À quel moment un rituel peut-il passer de la socialisation à l'impact spirituel?
C'est un peu comme le chargement d'une batterie. Difficile à dire.
Il est assez facile de mettre le rituel du baptême dans la partie verte. Par contre, on pourrait aussi avoir tendance à charger un évènement lié à l'expérience émotionnelle communautaire comme un profond rituel de bénédictions et d'interaction avec le Saint Esprit. Dans ce dernier cas, il est important de ne pas éliminer l'impact émotionnel, mais de ne pas lui attribuer d'emblée un rôle de connecteur privilégié et direct avec Dieu. Les rituels plus liés au séquençage d'une rencontre devraient rester comme un facilitateur et non un moyen transformateur comme pour celui qui se fait baptiser et qui témoigne publiquement de son engagement, en étant bien sûr adulte! Se pose donc la question suivante: est-ce que le rituel nous donne seulement l'impression de vivre une émotion collective ou est-il transformateur de vie?

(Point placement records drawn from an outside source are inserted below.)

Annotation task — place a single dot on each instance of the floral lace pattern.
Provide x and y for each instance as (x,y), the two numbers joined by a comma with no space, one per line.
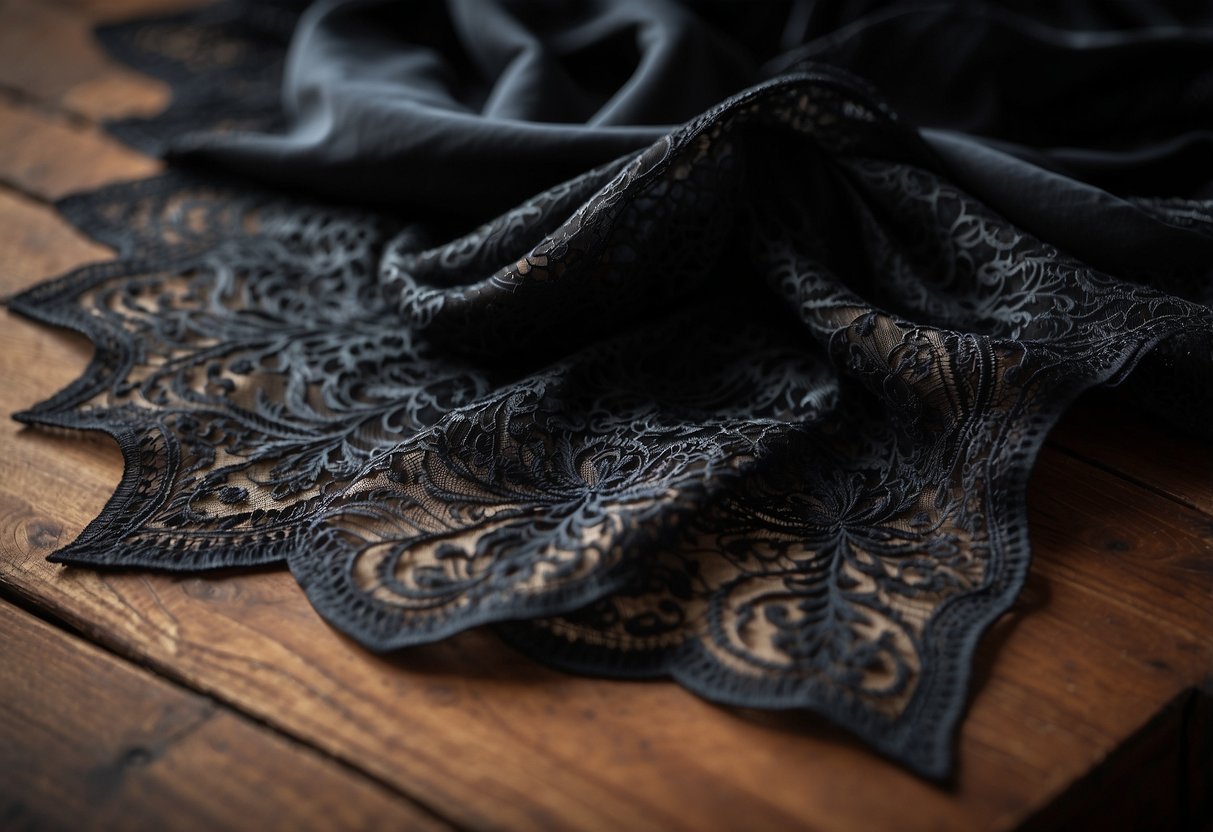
(679,416)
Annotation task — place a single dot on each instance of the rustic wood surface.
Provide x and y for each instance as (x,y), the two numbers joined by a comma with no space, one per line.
(1092,695)
(123,750)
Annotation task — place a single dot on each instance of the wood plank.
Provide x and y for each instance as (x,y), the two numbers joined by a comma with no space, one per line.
(51,56)
(49,155)
(1111,628)
(89,741)
(1109,634)
(1138,448)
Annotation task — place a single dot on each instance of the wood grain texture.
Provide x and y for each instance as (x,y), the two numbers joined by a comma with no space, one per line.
(49,55)
(1082,681)
(1132,444)
(1110,630)
(49,155)
(89,741)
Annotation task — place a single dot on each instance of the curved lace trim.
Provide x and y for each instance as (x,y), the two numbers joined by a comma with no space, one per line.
(755,409)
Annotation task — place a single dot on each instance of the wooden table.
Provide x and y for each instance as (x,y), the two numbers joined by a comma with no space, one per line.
(135,700)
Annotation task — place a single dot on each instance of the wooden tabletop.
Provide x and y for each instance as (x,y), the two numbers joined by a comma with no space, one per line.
(137,700)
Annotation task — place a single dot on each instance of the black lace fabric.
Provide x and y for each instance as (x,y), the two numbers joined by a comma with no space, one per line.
(753,408)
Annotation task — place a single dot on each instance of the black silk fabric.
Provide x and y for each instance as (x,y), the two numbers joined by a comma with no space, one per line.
(708,341)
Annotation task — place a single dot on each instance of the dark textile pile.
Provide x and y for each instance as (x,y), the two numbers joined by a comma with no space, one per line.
(707,341)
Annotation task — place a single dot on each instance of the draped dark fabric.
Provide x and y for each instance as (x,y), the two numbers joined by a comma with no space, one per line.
(708,341)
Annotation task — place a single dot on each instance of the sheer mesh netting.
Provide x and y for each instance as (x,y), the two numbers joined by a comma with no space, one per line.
(753,409)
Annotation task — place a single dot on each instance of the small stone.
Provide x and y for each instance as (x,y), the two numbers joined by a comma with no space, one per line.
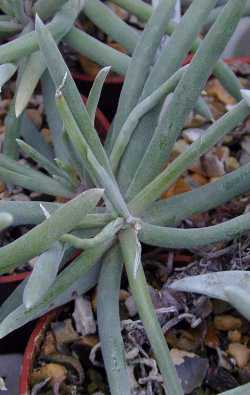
(35,116)
(212,165)
(2,187)
(89,341)
(57,373)
(231,163)
(47,135)
(49,344)
(227,322)
(234,336)
(240,353)
(64,332)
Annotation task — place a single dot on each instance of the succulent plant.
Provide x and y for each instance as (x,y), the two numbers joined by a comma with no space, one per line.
(123,181)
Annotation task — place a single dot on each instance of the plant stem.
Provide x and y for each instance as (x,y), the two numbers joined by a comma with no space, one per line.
(146,311)
(109,324)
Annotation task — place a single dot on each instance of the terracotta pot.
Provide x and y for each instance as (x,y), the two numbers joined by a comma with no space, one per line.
(16,341)
(110,94)
(8,283)
(32,350)
(37,336)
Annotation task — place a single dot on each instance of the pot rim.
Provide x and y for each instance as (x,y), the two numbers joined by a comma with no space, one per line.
(43,322)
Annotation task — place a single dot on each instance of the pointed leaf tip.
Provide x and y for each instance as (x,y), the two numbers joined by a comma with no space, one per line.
(245,93)
(38,22)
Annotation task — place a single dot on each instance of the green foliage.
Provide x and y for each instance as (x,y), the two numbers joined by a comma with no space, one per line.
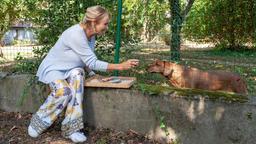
(144,19)
(10,11)
(227,22)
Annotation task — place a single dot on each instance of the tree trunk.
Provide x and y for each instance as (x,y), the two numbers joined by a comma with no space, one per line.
(176,22)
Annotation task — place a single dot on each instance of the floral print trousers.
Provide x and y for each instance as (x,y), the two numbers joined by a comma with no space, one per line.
(64,94)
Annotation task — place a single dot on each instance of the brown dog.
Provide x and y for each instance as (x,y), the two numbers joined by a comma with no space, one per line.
(183,77)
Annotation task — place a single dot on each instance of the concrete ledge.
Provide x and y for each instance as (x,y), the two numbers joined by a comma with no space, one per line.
(188,121)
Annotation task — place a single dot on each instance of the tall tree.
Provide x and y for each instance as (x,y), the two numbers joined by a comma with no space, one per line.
(178,16)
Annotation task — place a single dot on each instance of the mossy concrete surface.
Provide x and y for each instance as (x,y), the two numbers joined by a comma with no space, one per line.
(168,116)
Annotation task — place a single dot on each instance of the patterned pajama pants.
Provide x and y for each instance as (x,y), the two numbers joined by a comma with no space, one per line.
(64,93)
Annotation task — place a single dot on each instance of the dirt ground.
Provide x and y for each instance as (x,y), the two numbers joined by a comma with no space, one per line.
(13,130)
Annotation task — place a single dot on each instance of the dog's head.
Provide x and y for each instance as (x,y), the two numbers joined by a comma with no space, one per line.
(159,66)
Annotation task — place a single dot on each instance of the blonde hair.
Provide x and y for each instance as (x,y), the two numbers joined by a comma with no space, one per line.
(94,14)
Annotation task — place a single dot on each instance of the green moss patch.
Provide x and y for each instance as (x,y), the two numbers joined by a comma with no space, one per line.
(192,93)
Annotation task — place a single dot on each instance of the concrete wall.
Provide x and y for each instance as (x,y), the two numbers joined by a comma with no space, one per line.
(189,121)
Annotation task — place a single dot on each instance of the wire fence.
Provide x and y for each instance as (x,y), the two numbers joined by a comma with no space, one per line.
(10,53)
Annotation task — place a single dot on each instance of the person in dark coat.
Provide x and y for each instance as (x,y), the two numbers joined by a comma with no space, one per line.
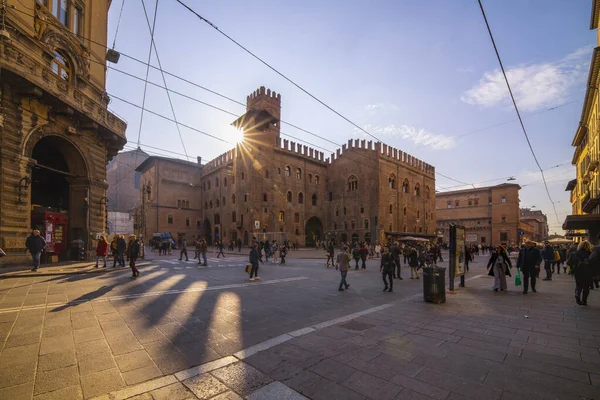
(580,267)
(35,244)
(133,253)
(529,261)
(386,269)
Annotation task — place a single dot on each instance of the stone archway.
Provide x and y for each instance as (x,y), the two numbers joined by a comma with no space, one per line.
(60,192)
(313,231)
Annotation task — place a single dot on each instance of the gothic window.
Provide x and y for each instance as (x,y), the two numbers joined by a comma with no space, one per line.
(61,66)
(405,186)
(352,183)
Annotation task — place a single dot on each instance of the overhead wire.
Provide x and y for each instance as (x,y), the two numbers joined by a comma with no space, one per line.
(515,105)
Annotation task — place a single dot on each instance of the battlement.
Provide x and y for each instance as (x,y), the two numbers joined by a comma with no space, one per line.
(384,152)
(262,93)
(218,162)
(300,150)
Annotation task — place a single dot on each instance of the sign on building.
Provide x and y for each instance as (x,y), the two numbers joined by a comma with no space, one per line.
(471,238)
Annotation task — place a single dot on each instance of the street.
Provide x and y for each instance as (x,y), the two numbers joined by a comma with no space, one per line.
(86,335)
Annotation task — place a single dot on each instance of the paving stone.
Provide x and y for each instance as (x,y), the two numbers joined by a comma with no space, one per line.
(87,334)
(17,374)
(56,360)
(241,377)
(141,374)
(420,387)
(20,392)
(176,391)
(55,379)
(371,386)
(101,382)
(205,386)
(19,355)
(68,393)
(458,385)
(275,391)
(332,370)
(96,362)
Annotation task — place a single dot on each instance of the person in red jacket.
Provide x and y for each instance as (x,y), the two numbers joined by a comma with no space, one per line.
(101,250)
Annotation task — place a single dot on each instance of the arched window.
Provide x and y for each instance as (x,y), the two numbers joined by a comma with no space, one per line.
(405,186)
(352,183)
(61,66)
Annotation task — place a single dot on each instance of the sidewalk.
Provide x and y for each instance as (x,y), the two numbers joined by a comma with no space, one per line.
(478,345)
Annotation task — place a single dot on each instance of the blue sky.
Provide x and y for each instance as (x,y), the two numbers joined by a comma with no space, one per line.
(420,75)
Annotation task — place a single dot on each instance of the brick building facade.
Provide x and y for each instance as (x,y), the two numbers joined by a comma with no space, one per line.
(56,134)
(169,198)
(273,188)
(490,214)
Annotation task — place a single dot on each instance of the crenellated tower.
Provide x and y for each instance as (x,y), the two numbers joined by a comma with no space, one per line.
(260,122)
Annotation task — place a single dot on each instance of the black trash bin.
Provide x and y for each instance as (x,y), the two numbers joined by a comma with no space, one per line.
(434,284)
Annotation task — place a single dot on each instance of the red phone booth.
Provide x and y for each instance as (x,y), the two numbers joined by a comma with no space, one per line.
(53,227)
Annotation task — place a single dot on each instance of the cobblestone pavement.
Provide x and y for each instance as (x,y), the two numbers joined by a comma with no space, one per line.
(183,332)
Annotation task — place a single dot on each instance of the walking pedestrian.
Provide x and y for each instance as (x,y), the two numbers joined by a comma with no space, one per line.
(133,251)
(499,266)
(387,269)
(35,244)
(220,246)
(529,262)
(183,249)
(101,250)
(580,267)
(254,262)
(343,264)
(413,262)
(548,255)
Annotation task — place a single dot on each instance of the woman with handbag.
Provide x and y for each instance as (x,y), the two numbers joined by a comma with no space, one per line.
(499,266)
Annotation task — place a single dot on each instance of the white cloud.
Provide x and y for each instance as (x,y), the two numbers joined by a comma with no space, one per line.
(418,136)
(534,86)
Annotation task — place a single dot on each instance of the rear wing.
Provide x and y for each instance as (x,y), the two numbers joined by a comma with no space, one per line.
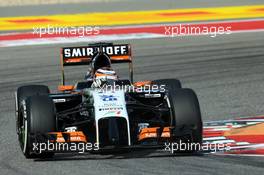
(73,56)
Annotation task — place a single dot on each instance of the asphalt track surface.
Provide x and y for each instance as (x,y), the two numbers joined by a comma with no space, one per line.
(226,72)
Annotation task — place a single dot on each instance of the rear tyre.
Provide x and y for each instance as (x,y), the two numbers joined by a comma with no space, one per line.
(187,116)
(38,117)
(169,84)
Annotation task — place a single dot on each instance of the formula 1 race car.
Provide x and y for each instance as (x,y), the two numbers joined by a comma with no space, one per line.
(143,114)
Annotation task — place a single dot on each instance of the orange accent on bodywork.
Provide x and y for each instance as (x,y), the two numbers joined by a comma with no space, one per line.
(147,133)
(142,83)
(77,136)
(65,87)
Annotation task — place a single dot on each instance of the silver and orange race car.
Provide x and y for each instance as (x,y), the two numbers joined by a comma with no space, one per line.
(120,115)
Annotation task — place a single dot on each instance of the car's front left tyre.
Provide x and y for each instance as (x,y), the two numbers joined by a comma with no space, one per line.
(36,117)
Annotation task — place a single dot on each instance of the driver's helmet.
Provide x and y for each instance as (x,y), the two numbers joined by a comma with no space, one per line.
(104,75)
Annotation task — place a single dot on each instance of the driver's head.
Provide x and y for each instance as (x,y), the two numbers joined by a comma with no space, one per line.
(104,75)
(101,60)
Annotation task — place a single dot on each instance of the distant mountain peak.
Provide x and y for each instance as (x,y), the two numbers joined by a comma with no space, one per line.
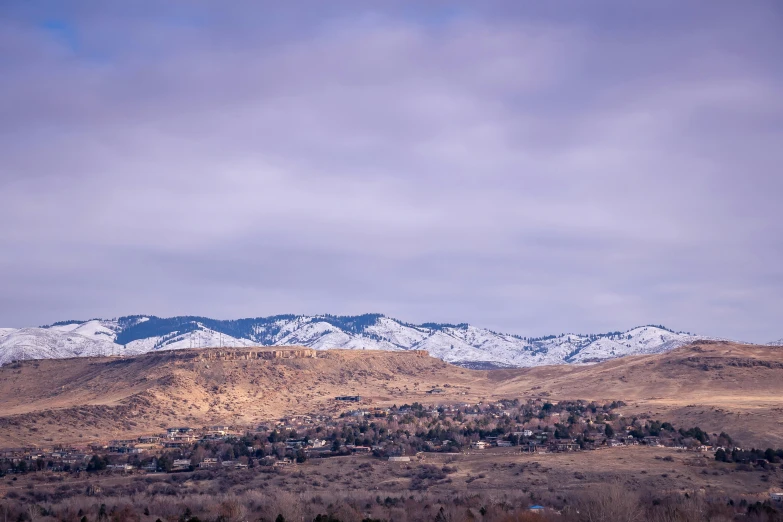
(460,343)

Apprenons à vérifier le chargement de nos «batteries», selon les bons critères.
Quelles sont les dérives de certains rituels?
Des rituels peuvent servir à la manipulation spirituelle, surtout ceux qui utilisent à fond l'aspect émotionnel. Si la jauge de l'impact est l'émotion et l'ambiance, comme le rituel du moment de louange, on est dans des zones non pas à éviter, mais où il faut activer davantage la vigilance et le discernement. Les rituels qui produiront le plus de fruits sont ceux qui utilisent la volonté. Quelqu'un qui se fait baptiser adulte, même s'il ressent de l'émotion, va d'abord mettre en route sa volonté, celle de témoigner publiquement de sa foi.
Chaque période historique et culturelle n'utilisent pas tout le corps d'une personne pour exprimer leurs émotions spirituelles sous formes rituelles
Ainsi au Moyen-Âge (1) on marchait beaucoup sur des chemins de pèlerinages. On utilisait aussi ses mains pour toucher, bénir, se signer, tremper ses doigts dans l'eau bénite.
La Réforme protestante au 16ème siècle (2) a mis l'accent sur la pensée. On pense Dieu, les bras croisés, assis sur un banc. Les réveils du 19ème siècle n'ont pas beaucoup fait évoluer les pratiques corporelles, mais ont initié la spiritualité liée aux émotions.
Le charismatisme et les courants chauds du 20ème et 21ème siècle (3) lèvent les bras, se touchent pour l'imposition des mains, dansent, utilisent à fond l'aspect musical.
Bien sûr, c'est une manière caricaturale de présenter la réalité des rituels. C'est surtout pour montrer que chaque période culturelle a besoin d'adapter sa spiritualité, dans un langage «rituel» que les gens comprennent et qui correspond aussi à ce qui se passe culturellement hors de la communauté chrétienne. On n'est plus au 19ème siècle où la tendance des églises évangéliques, toutes confessions confondues, prônaient de se séparer du «monde» (ne pas danser, boire de l'alcool, jouer aux cartes, etc...). En ayant un smartphone on est directement inclus dans ce monde.